In fact, 80% of those over 55 are in work compared to 49% at 61 (Insee, 2024). “The lower the qualification, the earlier the retirements. Thus, 46% of workers or low-skilled employees retire early, compared to 39% of employees and 21% of managers,” continues the expert. Difficulty and health are one explanation.
However, whatever the activity, the question of the end of career arises upstream: while at 45 years old, there is potentially still 25 years of career remaining (in the private sector, the employer cannot put the employee retirement only at age 70), 47% of 45-54 year olds say they fear for their job compared to 34% of those aged 55 and over, indicates the Ifop barometer for Club Landoy (January 2024). For 64% of respondents, it is “because they cost the company more” that seniors are more exposed to the risk of dismissal. 64% also think that with equal skills, being over 50 is a disadvantage for being hired. Finally, this panel estimates that the highest attractiveness on the job market is between 26 and 30 years old and that it begins to decline at 41 years old. “Age discrimination remains a problem in France. However, everyone will become a senior, one day or another. We cannot escape it,” comments Sibylle Le Maire. Unsurprisingly, 94% of those questioned consider it important to fight against discrimination against seniors in the workplace.
What to do with these ten years gained?
To do this, the Landoy Club wants to act “as a social catalyst to help companies build an economically sustainable and socially desirable social pact”, including an index structured around four axes: the rate of employees over 50 years old; their training rate; their mobility rate and their recruitment rate. For Sibylle Le Maire, “the age pyramid is inverting and the population is aging. This development is societal and affects the world of work: what to do with these ten additional years of life that we have gained in fifty years? And how does this time will it organize itself collectively?”
The question arises of extending working hours with “the totem of the Eldorado of retirement”. But is the current system sustainable? “I see two trends which show that people over 50 still have their place: in SMEs and mid-sized companies, there are fewer departures of seniors because we cannot afford to let them go.
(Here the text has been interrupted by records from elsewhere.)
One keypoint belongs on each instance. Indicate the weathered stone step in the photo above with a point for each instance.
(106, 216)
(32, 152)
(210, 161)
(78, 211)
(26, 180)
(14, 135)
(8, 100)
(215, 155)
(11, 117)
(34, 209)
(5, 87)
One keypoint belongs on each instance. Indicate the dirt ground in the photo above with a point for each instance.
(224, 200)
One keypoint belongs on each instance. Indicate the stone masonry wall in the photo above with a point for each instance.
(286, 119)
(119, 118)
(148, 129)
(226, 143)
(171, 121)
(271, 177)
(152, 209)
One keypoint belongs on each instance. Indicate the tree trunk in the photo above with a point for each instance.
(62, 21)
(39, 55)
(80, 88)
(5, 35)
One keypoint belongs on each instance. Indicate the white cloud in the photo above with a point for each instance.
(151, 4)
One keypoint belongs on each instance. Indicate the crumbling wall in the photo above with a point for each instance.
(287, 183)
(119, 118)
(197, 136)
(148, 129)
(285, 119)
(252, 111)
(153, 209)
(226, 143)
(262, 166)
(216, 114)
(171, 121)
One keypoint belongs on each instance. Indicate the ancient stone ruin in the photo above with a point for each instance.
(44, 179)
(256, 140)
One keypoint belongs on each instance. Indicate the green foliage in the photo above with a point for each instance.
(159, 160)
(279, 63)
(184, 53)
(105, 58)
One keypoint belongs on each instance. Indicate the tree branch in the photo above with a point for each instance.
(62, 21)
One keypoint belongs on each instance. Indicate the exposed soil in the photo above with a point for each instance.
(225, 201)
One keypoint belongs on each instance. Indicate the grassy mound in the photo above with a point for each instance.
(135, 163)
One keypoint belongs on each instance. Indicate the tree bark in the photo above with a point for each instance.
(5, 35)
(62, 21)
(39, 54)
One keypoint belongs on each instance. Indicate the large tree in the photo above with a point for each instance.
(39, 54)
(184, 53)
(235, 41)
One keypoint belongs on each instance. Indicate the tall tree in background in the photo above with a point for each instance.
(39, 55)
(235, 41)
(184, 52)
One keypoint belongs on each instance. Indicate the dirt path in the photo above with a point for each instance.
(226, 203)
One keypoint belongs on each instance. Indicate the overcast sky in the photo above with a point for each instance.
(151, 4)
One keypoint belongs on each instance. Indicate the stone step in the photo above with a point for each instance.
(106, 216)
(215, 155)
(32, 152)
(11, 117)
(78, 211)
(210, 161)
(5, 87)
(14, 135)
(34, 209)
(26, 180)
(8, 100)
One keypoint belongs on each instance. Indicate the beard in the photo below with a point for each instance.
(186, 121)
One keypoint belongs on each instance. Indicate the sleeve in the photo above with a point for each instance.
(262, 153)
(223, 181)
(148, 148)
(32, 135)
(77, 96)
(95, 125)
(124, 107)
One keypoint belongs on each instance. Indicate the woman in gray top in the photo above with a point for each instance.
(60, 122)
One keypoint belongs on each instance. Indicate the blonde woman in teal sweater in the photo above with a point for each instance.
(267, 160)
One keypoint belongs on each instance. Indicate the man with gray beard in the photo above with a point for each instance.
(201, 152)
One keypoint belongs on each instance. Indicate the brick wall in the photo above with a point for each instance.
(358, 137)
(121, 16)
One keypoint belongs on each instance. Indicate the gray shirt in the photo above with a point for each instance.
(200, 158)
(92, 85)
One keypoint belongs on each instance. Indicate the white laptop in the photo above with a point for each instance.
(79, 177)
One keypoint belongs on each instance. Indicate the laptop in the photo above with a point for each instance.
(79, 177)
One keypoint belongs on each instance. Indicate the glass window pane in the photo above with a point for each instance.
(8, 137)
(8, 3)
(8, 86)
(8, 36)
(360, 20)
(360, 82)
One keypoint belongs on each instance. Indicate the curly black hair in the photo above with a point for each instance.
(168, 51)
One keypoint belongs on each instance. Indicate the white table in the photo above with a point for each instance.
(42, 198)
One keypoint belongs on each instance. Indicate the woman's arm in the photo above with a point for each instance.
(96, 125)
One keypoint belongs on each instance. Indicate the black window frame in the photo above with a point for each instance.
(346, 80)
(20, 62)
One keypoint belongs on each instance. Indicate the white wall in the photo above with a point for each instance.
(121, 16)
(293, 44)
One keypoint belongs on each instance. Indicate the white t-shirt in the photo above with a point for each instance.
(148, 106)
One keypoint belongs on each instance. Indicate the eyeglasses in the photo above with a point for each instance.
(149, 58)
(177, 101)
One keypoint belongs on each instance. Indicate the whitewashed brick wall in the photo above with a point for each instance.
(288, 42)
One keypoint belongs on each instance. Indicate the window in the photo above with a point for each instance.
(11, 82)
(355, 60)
The labor shortage “The work has accentuated this phenomenon and in larger groups, if we have separated from seniors, they often come back as experts or consultants. The 73% of those aged 45 and over who dream of having a long career in one place (Ifop/Club Landoy) do not indicate, however, whether these other statuses which shatter the CDI are a satisfactory response to remaining in the employment of seniors, or, on the contrary, a red rag.